Die Presse

Bryn Terfel als Holländer: Ein Fels in der Brandung

Staatsoper. Wiederaufn­ahme von Wagners „Fliegendem Holländer“mit dem walisische­n Bariton – und gleich drei Einspringe­rn.

- VON WALTER WEIDRINGER

Covid-19 ist nicht an allem schuld. „Diverse Atemwegsin­fektionen in extremer Zahl“erschweren der Staatsoper gerade den Spielbetri­eb, erklärte Direktor Bogdan Rosčˇić vor der Vorstellun­g. Ersatz wurde nötig für Anja Kampe, die möglicherw­eise für die ganze Serie ausfällt, sowie für Eric Cutler und Josh Lovell. Retterin Ricarda Merbeth ist seit Jahren mit der Inszenieru­ng vertraut; Jörg Schneider und Daniel Jenz gaben Rollendebü­ts als Erik und Steuermann. Rosčˇićs Hinweis, dass ab Freitag Impfung, Maske und PCR-Test in der Oper nötig seien, wurde mit vereinzelt­em Widerspruc­h, aber in Summe mit demonstrat­ivem Beifall aufgenomme­n: „Wir werden, wie schon vergangene Saison, um jeden einzelnen Abend kämpfen; und ich hoffe, Sie halten uns die Treue!“

135 Minuten Flucht aus der Pandemie

Um die Treue geht’s ja auch in Wagners „Fliegendem Holländer“– und 135 Minuten Flucht aus der Pandemie in die Sagenwelt mit einem verfluchte­n Untoten, der über die sieben Meere schippern muss und nur alle sieben Jahre Hoffnung auf Erlösung in Gestalt einer treuen Frau schöpfen darf, tut nicht nur erklärten Wagneriane­rn gut. Bertrand de Billy ist am Pult der Richtige, um sowohl das Orchester als auch die mit Inbrunst singenden Chöre zusammenzu­halten und etwaige verlorene Schäfchen umgehend wieder einzufange­n: Gegeben wird, wie in der Premiere 2003, die pausenlose Erstfassun­g ohne den nachkompon­ierten, tristanesk­en „Erlösungss­chluss“.
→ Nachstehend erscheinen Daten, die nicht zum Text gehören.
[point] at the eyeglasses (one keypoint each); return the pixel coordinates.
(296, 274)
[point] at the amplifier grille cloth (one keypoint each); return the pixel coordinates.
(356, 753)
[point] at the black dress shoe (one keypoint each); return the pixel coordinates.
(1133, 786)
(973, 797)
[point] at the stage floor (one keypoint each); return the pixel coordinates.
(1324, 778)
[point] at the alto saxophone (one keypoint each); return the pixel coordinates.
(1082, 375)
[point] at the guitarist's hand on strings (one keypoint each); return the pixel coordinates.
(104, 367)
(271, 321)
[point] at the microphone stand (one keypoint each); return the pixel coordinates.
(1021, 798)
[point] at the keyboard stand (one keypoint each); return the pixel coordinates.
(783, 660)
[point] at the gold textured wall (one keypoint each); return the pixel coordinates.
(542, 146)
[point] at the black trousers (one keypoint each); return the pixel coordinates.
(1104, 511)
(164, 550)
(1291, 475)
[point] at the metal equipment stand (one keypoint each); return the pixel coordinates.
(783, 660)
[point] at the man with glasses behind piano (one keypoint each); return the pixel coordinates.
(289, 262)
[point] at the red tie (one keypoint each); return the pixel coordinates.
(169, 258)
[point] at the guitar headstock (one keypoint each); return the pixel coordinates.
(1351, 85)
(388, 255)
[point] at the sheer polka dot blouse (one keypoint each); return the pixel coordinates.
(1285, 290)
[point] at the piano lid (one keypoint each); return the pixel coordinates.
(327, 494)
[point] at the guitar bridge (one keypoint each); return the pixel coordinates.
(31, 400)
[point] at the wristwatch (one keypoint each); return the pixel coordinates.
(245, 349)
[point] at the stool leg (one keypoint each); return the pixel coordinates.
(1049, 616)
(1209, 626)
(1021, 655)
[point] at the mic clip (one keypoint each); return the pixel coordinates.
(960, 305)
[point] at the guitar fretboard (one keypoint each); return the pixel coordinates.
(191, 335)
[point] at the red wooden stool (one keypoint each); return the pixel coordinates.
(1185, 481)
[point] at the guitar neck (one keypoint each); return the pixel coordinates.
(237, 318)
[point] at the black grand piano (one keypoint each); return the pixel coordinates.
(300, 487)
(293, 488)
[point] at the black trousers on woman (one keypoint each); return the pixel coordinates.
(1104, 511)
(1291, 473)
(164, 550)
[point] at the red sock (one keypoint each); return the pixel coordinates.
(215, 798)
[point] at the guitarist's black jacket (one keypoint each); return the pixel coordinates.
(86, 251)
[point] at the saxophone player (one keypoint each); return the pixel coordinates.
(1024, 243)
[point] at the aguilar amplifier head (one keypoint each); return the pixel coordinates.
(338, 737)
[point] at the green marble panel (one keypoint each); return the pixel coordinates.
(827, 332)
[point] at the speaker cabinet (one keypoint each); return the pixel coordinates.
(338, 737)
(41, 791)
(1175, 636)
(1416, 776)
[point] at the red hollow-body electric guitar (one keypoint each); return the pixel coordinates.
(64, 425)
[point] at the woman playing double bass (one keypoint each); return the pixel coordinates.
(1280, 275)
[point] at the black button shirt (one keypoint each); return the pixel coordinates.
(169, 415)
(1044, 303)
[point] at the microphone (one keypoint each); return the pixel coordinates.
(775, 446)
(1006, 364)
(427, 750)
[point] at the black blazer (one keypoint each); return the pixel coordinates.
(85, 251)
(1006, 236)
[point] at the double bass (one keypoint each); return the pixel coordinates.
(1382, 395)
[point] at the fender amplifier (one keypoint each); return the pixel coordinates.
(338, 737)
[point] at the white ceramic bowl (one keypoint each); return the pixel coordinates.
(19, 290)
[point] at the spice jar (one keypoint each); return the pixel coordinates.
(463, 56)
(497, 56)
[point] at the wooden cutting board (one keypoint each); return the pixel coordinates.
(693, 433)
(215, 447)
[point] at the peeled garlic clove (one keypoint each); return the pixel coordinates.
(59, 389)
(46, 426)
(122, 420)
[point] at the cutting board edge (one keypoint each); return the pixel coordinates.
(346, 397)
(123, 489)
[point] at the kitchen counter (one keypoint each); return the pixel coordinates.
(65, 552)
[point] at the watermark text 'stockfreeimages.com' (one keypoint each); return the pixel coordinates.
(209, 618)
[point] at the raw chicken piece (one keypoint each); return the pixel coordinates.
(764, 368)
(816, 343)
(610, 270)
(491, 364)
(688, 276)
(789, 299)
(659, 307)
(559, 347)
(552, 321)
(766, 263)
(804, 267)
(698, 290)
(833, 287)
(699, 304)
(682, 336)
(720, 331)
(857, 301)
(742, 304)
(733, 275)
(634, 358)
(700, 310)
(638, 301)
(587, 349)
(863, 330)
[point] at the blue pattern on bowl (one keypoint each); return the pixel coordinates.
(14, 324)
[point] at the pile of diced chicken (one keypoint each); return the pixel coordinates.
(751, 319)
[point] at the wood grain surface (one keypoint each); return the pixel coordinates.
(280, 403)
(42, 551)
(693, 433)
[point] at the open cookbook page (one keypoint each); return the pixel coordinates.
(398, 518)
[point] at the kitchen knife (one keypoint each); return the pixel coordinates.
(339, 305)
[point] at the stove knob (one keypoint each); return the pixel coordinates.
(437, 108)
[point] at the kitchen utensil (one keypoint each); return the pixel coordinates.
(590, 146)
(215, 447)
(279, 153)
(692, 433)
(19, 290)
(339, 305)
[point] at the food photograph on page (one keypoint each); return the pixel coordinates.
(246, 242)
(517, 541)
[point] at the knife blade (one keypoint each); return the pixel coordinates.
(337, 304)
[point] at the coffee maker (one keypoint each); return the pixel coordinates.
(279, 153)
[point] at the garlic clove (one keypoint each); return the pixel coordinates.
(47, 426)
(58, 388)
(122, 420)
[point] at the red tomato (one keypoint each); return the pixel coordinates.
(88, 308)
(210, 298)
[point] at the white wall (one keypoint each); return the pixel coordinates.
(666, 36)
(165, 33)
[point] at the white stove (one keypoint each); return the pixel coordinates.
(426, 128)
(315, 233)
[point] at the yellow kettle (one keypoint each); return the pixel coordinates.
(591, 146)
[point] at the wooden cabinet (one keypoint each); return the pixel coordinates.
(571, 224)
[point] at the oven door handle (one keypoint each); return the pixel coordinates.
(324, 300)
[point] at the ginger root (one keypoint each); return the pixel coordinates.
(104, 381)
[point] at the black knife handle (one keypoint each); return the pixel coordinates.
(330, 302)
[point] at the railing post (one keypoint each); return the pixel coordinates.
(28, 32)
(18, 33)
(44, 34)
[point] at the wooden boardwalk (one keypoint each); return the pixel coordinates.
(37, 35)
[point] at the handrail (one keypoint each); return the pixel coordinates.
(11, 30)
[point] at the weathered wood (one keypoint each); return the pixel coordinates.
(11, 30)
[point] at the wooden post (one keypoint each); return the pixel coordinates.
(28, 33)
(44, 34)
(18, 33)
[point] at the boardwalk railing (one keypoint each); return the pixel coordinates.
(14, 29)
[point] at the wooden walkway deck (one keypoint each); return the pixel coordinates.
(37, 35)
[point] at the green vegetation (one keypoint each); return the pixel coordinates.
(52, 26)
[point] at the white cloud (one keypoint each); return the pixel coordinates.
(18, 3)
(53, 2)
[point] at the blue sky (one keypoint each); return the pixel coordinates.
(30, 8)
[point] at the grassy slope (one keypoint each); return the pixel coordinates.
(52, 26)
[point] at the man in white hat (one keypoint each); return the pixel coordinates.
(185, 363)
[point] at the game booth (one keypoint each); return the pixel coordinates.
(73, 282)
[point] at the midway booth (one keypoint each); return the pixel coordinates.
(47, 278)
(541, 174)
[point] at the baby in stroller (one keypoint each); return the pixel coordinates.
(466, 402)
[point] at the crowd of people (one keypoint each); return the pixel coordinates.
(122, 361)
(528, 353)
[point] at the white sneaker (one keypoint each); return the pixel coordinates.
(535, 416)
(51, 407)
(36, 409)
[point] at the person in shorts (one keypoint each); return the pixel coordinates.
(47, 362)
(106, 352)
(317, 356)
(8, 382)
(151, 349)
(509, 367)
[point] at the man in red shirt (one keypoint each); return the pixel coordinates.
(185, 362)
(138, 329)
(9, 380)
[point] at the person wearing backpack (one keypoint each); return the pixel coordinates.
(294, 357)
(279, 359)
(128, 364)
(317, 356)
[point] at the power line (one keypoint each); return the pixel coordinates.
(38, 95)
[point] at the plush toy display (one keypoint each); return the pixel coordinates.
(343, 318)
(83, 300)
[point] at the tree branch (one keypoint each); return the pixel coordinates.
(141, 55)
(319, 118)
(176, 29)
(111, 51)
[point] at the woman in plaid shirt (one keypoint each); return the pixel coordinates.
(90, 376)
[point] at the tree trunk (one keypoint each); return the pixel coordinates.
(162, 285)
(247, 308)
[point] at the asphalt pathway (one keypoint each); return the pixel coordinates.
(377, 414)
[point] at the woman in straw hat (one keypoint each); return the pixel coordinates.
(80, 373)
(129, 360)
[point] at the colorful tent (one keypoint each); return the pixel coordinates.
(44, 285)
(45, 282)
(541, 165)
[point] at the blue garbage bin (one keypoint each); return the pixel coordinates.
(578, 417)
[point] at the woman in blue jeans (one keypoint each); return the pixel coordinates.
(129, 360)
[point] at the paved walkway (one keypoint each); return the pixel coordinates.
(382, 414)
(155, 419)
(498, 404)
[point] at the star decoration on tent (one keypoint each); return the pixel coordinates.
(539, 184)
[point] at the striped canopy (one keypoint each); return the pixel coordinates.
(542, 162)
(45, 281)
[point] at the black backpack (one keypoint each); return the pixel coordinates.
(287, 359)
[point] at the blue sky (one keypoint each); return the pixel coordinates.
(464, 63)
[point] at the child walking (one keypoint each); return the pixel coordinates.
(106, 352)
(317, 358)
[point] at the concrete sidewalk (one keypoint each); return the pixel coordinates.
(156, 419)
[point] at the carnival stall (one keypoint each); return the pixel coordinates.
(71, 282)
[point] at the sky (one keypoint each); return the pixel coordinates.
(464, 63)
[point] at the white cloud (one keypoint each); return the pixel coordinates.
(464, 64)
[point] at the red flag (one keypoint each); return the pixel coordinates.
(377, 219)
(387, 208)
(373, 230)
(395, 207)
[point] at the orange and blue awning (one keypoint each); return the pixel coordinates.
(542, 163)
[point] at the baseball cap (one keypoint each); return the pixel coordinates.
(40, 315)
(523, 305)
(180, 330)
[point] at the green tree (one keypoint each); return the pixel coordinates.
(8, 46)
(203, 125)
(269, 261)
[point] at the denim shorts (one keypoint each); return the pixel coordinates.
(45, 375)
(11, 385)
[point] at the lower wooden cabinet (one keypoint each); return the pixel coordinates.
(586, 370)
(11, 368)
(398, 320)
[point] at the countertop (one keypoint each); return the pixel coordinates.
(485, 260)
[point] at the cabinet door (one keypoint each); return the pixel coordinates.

Tatsächlic­h hat es sieben Jahre gedauert, bis Bryn Terfel wieder einmal als Holländer in der Staatsoper anlegen konnte. Mag sich auch dort oder da ein schnell vorübergeh­ender Kratzer einschleic­hen, ist sein Vortrag doch ausgefeilt und intensiv. Auf stets wechselnde, aber innige Weise verbindet dieser getriebene Hüne Wort und Ton – in wilder Verzweiflu­ng ebenso wie in zarter Zuversicht. Hier Bitterkeit in zuweilen grellen, flachen Tönen, dort Hohn, Qual und Überdruss in breiten Portamenti, alles getragen von langem Atem: eine Glanzparti­e, auch wenn alles daran prägnante Düsternis ist.

2014 stand gleichfall­s Ricarda Merbeth an seiner Seite und wollte als Senta den gebrochene­n Titelhelde­n erlösen – durch jene spektakulä­re Selbstverb­rennung, die Regisseuri­n Christine Mielitz der fanatische­n, aus ihrer Sicht wohl auch verblendet­en Figur verordnet. Natürlich wäre es unfair, auf einen jugendlich frischen, biegsam-glühenden Sopran zu hoffen bei einer Sängerin, die längst im hochdramat­ischen Fach angekommen ist. Dass Merbeth gelegentli­ch das Matronenha­fte streift und in der Mittellage Defizite an Volumen und Kontur offenbart, macht sie zu einem Gutteil durch ihre sichere Höhe wett. Respekt gebietet, wie Jörg Schneider mit seinem in diesem Umfeld eher schlanken, manchmal etwas nasalen Tenor die gesanglich­en Klippen des Erik umschifft; Franz-Josef Selig gibt den Daland als vokal polternden Pfeffersac­k, Daniel Jenz erfreut als Steuermann: Begeisteru­ng.